The Great Divide? Implications of the SPC Waiver

August 2, 2019
Felicity Thomas

Editor of Pharmaceutical Technology Europe

Pharmaceutical Technology Europe

Pharmaceutical Technology Europe, Pharmaceutical Technology Europe-08-01-2019, Volume 31, Issue 8
Page Number: 55–57

Europe has introduced a waiver for supplementary protection certificates, polarizing opinions throughout the industry. In this interview, the SPC waiver and its implications for European pharma are discussed.
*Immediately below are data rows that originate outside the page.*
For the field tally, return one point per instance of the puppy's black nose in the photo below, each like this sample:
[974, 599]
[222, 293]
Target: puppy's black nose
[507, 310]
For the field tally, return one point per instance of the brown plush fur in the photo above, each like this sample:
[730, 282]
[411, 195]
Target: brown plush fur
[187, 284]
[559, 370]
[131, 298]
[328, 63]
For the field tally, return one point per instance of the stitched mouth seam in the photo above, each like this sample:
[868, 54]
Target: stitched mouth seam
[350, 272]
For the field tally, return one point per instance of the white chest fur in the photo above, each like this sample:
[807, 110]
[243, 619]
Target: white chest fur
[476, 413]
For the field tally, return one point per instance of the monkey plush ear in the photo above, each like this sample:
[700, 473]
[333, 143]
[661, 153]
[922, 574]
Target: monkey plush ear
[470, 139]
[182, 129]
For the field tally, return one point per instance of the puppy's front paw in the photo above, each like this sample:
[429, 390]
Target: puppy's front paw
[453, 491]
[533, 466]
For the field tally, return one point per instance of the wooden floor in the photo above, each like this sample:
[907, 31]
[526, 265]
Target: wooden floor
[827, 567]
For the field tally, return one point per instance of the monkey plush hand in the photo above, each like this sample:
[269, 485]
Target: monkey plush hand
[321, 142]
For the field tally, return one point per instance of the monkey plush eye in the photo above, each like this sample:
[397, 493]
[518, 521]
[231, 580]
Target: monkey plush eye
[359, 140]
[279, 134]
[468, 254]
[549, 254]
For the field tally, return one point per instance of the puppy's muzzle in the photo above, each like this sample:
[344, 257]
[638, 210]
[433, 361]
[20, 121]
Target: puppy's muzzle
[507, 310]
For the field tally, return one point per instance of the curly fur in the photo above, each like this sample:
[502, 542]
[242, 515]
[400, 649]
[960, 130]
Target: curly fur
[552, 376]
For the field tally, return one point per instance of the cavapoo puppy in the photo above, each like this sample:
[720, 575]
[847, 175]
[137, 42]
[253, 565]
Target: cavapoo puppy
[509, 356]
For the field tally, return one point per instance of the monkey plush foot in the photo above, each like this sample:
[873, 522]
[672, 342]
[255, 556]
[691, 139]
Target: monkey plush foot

On 14 May 2019, the council of the European Union adopted a new regulation, which introduces a manufacturing waiver for supplementary protection certificates (SPCs) that is aimed at removing the competitive disadvantages faced by EU-developers of generic or biosimilar therapies. However, the introduction of this new SPC waiver has prompted polarized opinions throughout the pharmaceutical industry.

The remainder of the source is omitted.